Por eso el nombre de Lidenbrock sonaba con honor en los institutos y asociaciones nacionales. Los señores Humphry Davy, de Humboldt, y los capitanes Franklin y Sabine no dejaron de visitarle a su paso por Hamburgo. Los señores Becquerel, Ebelmen, Brewster, Dumas, Milne-Edwards, Sainte-Claire-Deville, gustaban consultarle sobre las cuestiones más palpitantes de la química. Esta ciencia le debía bastantes hermosos descubrimientos y, en 1853, había aparecido en Leipzig un Tratado de cristalografía trascendente, por el profesor Otto Lidenbrock, gran infolio con ilustraciones, que sin embargo no cubrió los gastos.
Añádase a esto que mi tío era conservador del museo mineralógico del señor Struve, el embajador de Rusia: una magnífica colección de fama europea.
Tal era el personaje que me interpelaba con tanta impaciencia. Imaginaos un hombre alto, enjuto, con una salud de hierro y de un rubio juvenil que le quitaba diez buenos años a los cincuenta que tenía. Sus grandes ojos giraban sin cesar detrás de unas gafas considerables; su nariz, larga y delgada, parecía una hoja afilada; los maliciosos pretendían incluso que estaba imantada y que atraía las limaduras de hierro. Pura calumnia: sólo atraía el tabaco, pero en gran abundancia, a decir verdad.
Cuando un hombre alto, enjuto haya añadido que mi tío daba pasos matemáticos de media legua y que al caminar mantenía sus puños sólidamente cerrados, señal de un temperamento impetuoso, se le conocerá lo bastante para no sentir afición por su compañía.
Vivía en su casita de Königstrasse, morada mitad de madera, mitad de ladrillo, rematada en un frontispicio almenado; daba a uno de esos sinuosos canales que se cruzan en medio del barrio más antiguo de Hamburgo, que respetó afortunadamente el incendio de 1842.
La vieja casa se inclinaba un poco, cierto, y tendía el vientre hacia los transeúntes; tenía inclinado su techo sobre la oreja, como la gorra de un estudiante de la Tugendbund y la verticalidad de sus líneas dejaba que desear; pero, en resumidas cuentas, se mantenía bien gracias a un viejo olmo vigorosamente encastrado en la fachada, que en primavera echaba sus brotes en flor a través de los cristales de las ventanas.
Mi tío no dejaba de ser rico para lo que suele ser un profesor alemán.

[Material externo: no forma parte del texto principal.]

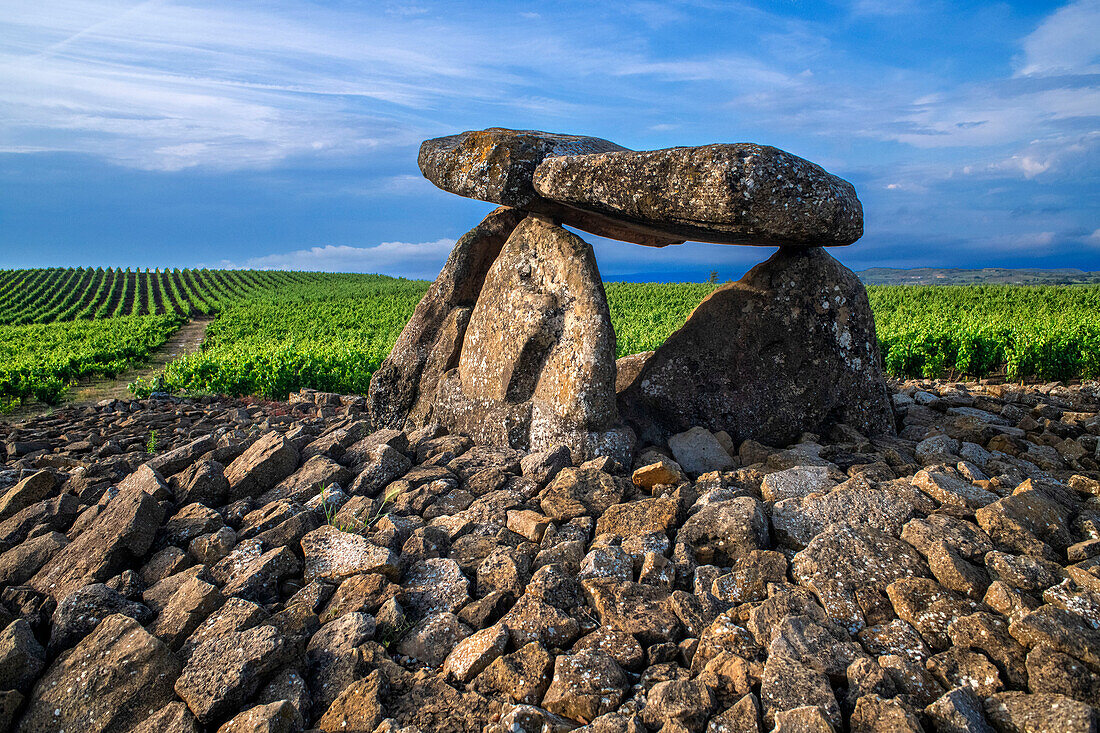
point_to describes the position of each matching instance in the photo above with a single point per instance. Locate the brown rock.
(521, 676)
(330, 553)
(112, 680)
(549, 378)
(1040, 713)
(579, 491)
(585, 686)
(121, 533)
(272, 718)
(267, 461)
(735, 194)
(224, 671)
(405, 383)
(30, 491)
(818, 365)
(496, 165)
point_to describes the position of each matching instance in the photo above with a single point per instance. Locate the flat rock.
(330, 553)
(122, 532)
(497, 165)
(112, 680)
(730, 194)
(788, 349)
(224, 671)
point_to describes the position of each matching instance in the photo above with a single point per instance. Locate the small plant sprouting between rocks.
(355, 525)
(389, 635)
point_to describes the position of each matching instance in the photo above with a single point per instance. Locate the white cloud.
(417, 260)
(1066, 42)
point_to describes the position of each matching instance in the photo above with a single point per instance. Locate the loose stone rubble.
(945, 578)
(514, 346)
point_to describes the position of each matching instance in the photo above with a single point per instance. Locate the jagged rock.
(173, 718)
(1043, 713)
(266, 462)
(122, 532)
(718, 534)
(224, 671)
(644, 611)
(549, 378)
(359, 707)
(79, 612)
(521, 676)
(496, 165)
(580, 491)
(278, 717)
(697, 451)
(112, 680)
(202, 482)
(736, 194)
(471, 655)
(28, 492)
(404, 385)
(330, 553)
(838, 564)
(958, 711)
(788, 349)
(20, 564)
(584, 686)
(22, 658)
(433, 638)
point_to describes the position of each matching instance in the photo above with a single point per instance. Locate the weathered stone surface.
(476, 652)
(699, 451)
(278, 717)
(224, 671)
(585, 686)
(267, 461)
(733, 194)
(79, 612)
(112, 680)
(719, 534)
(22, 658)
(496, 165)
(842, 560)
(405, 384)
(20, 564)
(790, 348)
(1045, 712)
(122, 532)
(549, 378)
(330, 553)
(31, 490)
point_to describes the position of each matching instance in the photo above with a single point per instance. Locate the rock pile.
(283, 567)
(513, 345)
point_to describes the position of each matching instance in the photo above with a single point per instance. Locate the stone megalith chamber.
(513, 343)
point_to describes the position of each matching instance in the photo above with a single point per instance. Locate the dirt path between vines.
(89, 391)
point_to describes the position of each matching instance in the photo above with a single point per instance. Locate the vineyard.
(276, 332)
(55, 294)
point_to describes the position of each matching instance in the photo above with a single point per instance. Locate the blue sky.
(284, 134)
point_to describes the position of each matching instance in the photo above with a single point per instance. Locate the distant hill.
(982, 276)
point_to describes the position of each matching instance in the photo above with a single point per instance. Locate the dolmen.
(513, 345)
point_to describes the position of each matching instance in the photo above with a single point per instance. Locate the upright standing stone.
(790, 348)
(404, 385)
(537, 365)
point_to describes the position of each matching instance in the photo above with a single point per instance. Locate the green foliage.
(41, 361)
(1051, 332)
(277, 332)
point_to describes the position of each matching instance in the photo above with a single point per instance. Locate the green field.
(275, 332)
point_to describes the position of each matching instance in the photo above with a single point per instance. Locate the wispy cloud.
(416, 260)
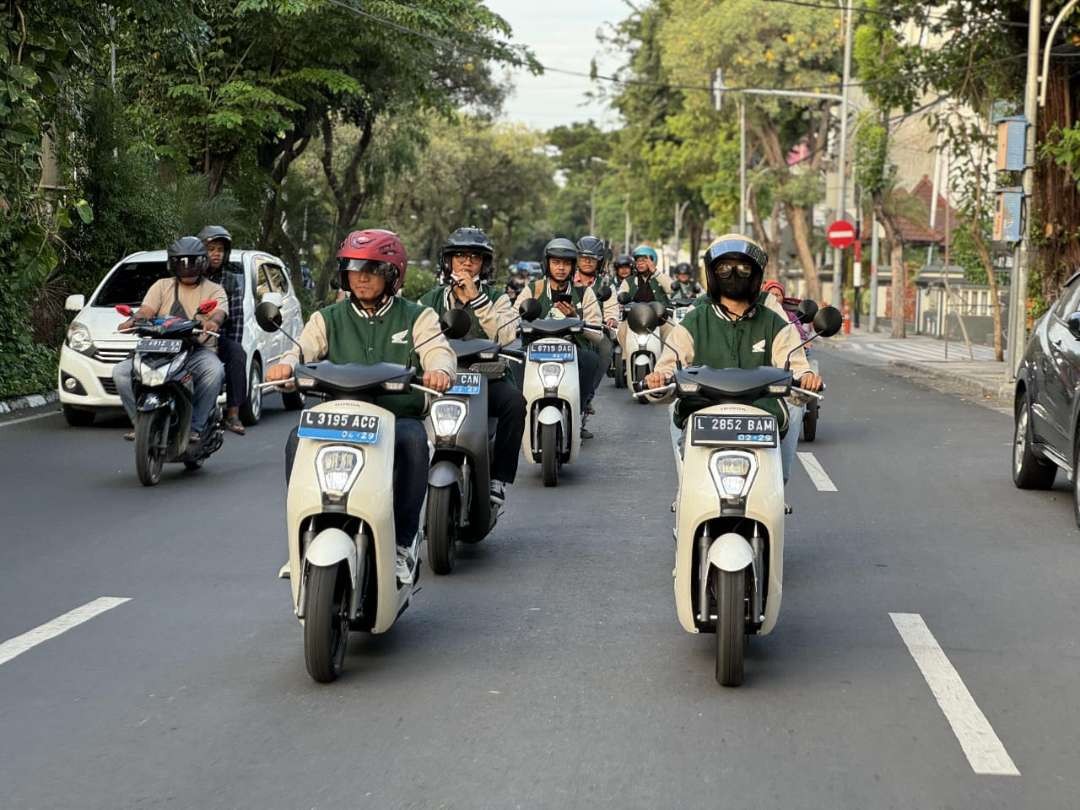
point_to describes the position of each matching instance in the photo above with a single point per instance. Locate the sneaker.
(405, 565)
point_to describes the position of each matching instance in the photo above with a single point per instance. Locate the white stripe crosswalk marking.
(30, 638)
(976, 737)
(817, 473)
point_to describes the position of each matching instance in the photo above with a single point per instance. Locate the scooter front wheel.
(730, 626)
(549, 454)
(325, 622)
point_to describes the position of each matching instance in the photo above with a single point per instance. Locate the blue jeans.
(206, 376)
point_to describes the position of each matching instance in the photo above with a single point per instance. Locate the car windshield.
(129, 283)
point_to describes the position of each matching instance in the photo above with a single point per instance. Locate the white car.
(93, 347)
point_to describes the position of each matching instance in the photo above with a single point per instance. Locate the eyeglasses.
(725, 271)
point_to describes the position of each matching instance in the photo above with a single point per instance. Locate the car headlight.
(446, 417)
(551, 374)
(78, 337)
(338, 469)
(732, 472)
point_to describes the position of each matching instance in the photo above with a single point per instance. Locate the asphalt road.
(549, 671)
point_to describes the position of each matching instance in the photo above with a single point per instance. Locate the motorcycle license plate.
(323, 426)
(467, 385)
(551, 352)
(159, 346)
(759, 431)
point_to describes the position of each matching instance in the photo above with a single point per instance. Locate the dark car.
(1047, 407)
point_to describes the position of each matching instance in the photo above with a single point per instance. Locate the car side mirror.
(827, 322)
(807, 310)
(529, 309)
(268, 316)
(642, 319)
(456, 323)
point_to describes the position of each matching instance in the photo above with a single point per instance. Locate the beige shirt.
(435, 354)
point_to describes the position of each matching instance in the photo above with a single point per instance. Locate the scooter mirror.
(456, 323)
(827, 322)
(268, 316)
(529, 309)
(642, 319)
(807, 310)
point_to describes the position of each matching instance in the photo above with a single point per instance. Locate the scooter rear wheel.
(325, 622)
(730, 626)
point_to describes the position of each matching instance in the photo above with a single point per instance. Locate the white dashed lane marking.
(976, 737)
(31, 638)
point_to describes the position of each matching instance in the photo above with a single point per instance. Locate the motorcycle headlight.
(447, 417)
(78, 338)
(551, 374)
(732, 473)
(338, 468)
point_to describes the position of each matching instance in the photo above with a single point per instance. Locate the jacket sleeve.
(435, 354)
(312, 340)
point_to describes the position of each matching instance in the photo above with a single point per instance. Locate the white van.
(93, 347)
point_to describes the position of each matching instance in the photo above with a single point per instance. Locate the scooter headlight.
(551, 374)
(447, 417)
(338, 469)
(732, 473)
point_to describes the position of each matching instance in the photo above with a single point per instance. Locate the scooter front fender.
(731, 553)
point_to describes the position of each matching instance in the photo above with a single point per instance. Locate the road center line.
(31, 638)
(976, 737)
(817, 473)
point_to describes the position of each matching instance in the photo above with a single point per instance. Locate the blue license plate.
(467, 385)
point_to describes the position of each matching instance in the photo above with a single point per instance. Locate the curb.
(1000, 391)
(30, 401)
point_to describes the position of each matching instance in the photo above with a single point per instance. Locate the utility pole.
(1022, 258)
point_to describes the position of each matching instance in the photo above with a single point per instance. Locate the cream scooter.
(729, 515)
(339, 514)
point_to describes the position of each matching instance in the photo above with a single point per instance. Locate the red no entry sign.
(841, 233)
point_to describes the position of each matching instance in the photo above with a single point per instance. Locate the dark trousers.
(505, 403)
(410, 474)
(234, 358)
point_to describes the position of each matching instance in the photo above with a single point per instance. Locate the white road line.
(817, 473)
(976, 737)
(30, 638)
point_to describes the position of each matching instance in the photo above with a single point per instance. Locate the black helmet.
(593, 246)
(559, 248)
(217, 233)
(736, 245)
(467, 239)
(187, 258)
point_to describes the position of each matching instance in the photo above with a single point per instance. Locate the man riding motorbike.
(179, 297)
(374, 325)
(733, 329)
(466, 268)
(555, 292)
(230, 348)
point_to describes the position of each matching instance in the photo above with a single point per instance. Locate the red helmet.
(385, 252)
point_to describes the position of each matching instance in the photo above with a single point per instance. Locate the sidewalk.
(983, 376)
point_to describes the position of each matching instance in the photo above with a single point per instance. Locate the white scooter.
(340, 517)
(729, 516)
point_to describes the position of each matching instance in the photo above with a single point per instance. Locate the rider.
(685, 285)
(555, 292)
(179, 297)
(592, 255)
(374, 325)
(734, 329)
(466, 267)
(230, 347)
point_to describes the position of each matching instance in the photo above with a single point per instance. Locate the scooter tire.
(148, 460)
(549, 454)
(730, 626)
(325, 626)
(441, 528)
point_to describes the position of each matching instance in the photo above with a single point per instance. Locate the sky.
(561, 34)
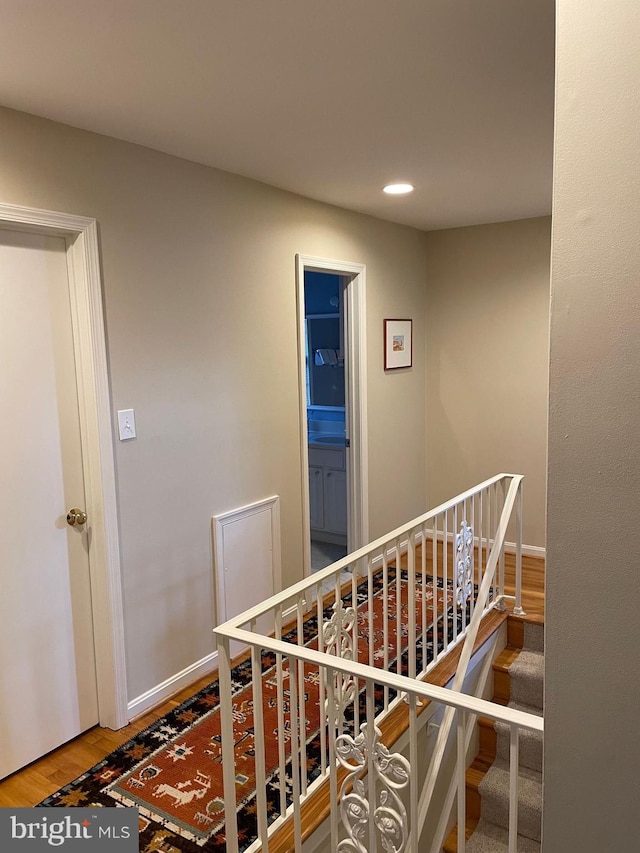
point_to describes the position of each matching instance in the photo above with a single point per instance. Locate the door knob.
(76, 517)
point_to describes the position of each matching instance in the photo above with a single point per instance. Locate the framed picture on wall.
(398, 344)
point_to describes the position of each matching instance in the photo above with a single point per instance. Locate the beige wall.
(199, 282)
(592, 749)
(487, 360)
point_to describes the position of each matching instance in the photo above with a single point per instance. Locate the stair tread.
(500, 768)
(491, 838)
(494, 791)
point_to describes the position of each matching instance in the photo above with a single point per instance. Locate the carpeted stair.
(518, 682)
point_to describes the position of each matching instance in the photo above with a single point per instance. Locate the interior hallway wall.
(591, 745)
(487, 360)
(199, 289)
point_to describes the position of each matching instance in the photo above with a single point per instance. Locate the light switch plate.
(126, 424)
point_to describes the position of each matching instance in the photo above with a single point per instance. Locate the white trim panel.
(219, 522)
(85, 288)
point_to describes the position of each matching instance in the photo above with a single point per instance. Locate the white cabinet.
(328, 493)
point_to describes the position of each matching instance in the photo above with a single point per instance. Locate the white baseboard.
(179, 681)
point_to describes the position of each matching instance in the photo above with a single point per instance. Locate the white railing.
(348, 649)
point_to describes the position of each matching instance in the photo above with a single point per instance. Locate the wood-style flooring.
(31, 785)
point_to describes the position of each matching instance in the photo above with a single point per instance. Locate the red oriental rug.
(172, 771)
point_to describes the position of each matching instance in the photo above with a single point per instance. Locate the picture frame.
(398, 344)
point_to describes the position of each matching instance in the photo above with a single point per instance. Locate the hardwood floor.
(29, 786)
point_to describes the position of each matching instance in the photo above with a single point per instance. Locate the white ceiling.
(331, 99)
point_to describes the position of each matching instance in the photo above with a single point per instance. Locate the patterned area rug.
(172, 771)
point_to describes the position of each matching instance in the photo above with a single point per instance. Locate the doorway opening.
(331, 308)
(326, 416)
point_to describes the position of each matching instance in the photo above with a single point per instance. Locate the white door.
(47, 667)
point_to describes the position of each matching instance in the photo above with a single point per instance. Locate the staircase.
(518, 682)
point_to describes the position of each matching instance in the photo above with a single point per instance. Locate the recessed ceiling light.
(398, 189)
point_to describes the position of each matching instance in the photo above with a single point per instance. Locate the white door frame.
(356, 397)
(85, 290)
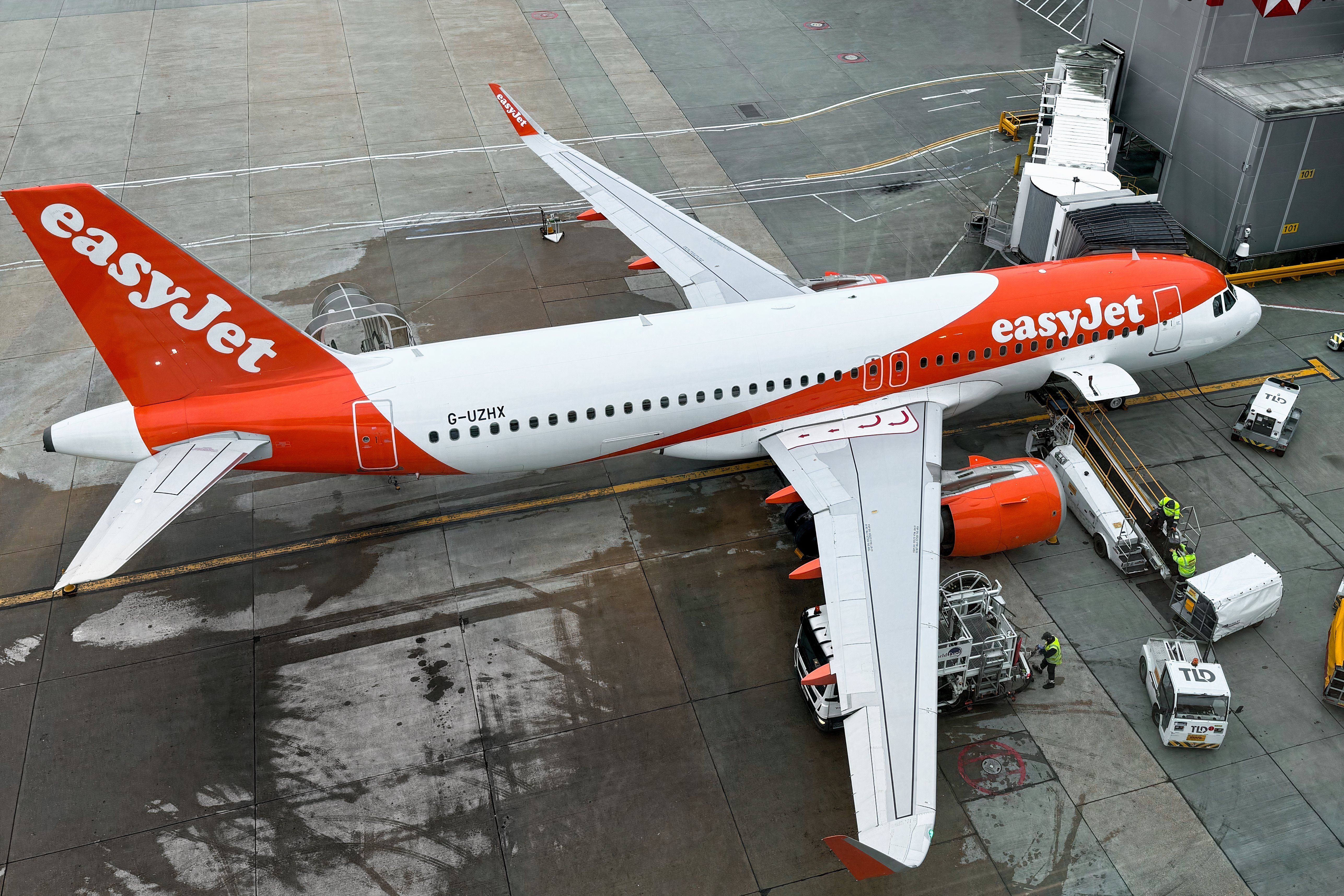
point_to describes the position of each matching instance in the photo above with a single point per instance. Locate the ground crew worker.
(1053, 656)
(1185, 561)
(1171, 515)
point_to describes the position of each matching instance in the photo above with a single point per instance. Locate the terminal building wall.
(1224, 166)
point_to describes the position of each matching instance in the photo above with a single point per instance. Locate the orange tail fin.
(166, 323)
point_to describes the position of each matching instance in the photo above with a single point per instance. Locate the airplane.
(846, 389)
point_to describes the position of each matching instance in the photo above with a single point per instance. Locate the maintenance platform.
(581, 680)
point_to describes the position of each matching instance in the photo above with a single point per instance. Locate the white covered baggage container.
(1220, 602)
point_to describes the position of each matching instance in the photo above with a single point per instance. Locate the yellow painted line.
(392, 528)
(909, 155)
(517, 507)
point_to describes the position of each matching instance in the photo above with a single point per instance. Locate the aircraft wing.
(158, 490)
(707, 268)
(874, 487)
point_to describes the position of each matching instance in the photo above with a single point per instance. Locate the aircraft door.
(376, 440)
(873, 374)
(1171, 323)
(900, 366)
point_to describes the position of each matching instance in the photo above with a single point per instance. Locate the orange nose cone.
(810, 570)
(821, 678)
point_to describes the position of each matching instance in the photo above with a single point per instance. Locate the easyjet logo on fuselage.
(1051, 323)
(99, 245)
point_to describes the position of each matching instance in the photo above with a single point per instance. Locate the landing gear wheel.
(1100, 545)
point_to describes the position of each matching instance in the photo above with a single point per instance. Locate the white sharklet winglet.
(158, 490)
(874, 487)
(710, 269)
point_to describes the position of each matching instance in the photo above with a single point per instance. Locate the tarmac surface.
(586, 696)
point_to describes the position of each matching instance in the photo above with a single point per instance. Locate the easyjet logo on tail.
(99, 246)
(1051, 323)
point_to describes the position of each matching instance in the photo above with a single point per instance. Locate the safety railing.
(1291, 272)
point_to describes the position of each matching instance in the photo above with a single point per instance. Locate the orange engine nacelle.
(999, 506)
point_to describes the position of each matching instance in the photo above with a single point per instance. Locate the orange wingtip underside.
(515, 113)
(859, 863)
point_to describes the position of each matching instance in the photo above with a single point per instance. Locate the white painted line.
(1301, 308)
(955, 93)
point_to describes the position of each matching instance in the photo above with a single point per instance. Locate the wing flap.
(709, 269)
(873, 484)
(156, 492)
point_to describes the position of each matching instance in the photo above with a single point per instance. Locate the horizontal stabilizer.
(156, 492)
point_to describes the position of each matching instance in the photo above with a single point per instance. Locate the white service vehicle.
(1190, 696)
(1113, 535)
(1214, 605)
(1271, 418)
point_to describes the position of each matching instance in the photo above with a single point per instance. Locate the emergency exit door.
(1171, 323)
(376, 440)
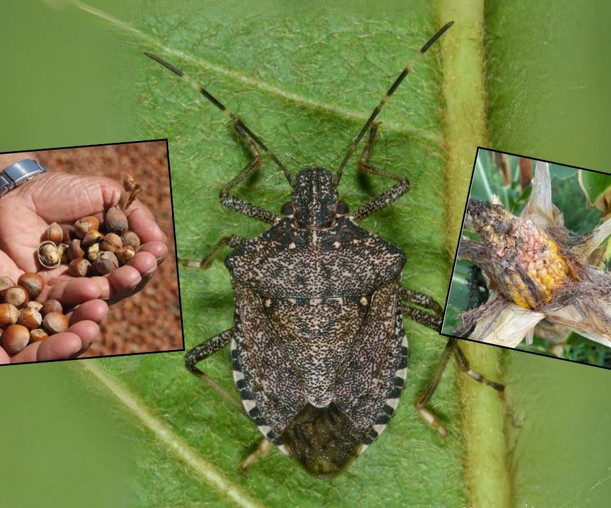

La casa le pertenecía por completo, continente y contenido. El contenido era su ahijada Graüben, joven virlandesa de diecisiete años; Marthe y yo. En mi doble calidad de sobrino y de huérfano, me convertí en ayudante-preparador de sus experimentos.
Confesaré que mordí con apetito en las ciencias geológicas; tenía sangre de mineralogista en las venas y jamás me aburría en compañía de mis preciosos guijarros.
En suma, se podía vivir feliz en aquella casita de Königstrasse, a pesar de las impaciencias de su propietario, porque, aun comportándose de forma algo brutal, no por ello me amaba menos. Pero aquel hombre no sabía esperar, y apremiaba incluso a la naturaleza.
Cuando en abril plantaba esquejes de reseda o de volubilis en los tiestos de loza de su salón, iba regularmente todas las mañanas a tirarles de las hojas a fin de apresurar su crecimiento.